The intermembrane space is the space between the outer and inner membranes of the mitochondria. Its thickness is 10-20 nm. Since the outer membrane of the mitochondria is permeable to small molecules and ions, their concentration in the periplasmic space differs little from that in the cytoplasm. On the contrary, for transport from the cytoplasm to the periplasmic space, large proteins need to have specific signal peptides; therefore, the protein components of the periplasmic space and cytoplasm are different. One of the proteins contained not only in the inner membrane, but also in the periplasmic space, is cytochrome c

Inner membrane

The inner membrane consists mainly of protein complexes and forms numerous ridge-like folds - cristae, characteristic feature composition of the inner membrane of mitochondria is the presence in it cardiolipin- a special phospholipid containing four fatty acids at once and making the membrane absolutely impermeable to protons.
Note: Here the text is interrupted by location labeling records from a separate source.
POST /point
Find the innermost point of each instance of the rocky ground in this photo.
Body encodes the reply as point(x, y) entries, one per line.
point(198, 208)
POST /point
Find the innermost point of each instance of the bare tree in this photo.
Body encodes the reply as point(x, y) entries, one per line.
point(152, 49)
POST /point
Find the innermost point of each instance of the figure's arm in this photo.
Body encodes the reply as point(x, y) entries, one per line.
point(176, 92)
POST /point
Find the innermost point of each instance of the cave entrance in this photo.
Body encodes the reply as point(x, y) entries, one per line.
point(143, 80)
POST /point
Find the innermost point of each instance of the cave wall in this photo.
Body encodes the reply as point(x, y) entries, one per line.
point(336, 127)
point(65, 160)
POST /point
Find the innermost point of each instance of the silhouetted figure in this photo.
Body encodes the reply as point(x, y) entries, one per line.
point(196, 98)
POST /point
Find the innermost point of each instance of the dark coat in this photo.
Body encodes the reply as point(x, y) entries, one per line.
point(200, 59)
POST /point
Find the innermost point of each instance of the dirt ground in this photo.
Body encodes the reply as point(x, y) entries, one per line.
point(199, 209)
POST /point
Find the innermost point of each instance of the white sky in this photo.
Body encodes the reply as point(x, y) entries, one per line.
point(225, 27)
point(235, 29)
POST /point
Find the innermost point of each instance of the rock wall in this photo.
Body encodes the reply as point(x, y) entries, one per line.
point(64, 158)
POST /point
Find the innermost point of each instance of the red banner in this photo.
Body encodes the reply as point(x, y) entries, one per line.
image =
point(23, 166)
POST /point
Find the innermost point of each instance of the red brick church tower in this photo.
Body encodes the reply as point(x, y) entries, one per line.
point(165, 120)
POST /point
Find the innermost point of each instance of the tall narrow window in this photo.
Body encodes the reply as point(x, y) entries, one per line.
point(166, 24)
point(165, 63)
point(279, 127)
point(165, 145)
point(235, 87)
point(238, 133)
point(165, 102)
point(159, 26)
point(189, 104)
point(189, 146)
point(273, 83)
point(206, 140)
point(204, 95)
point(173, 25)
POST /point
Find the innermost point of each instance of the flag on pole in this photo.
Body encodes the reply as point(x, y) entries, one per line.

The outer and inner membranes touch in some places, there is a special receptor protein that facilitates the transport of mitochondrial proteins encoded in the nucleus into the mitochondrial matrix.

One of the main functions of mitochondria is the synthesis of ATP, the universal form of chemical energy in any living cell.

According to the theory symbiogenesis, mitochondria appeared as a result of the capture of primitive cells (prokaryotes) of bacteria. Cells that could not themselves use oxygen to generate energy had serious limitations in their ability to develop; bacteria (progenotes) could do it. In the process of developing such relationships, the progenotes transferred many of their genes to the nucleus that was formed, thanks to increased energy efficiency, now already eukaryotes.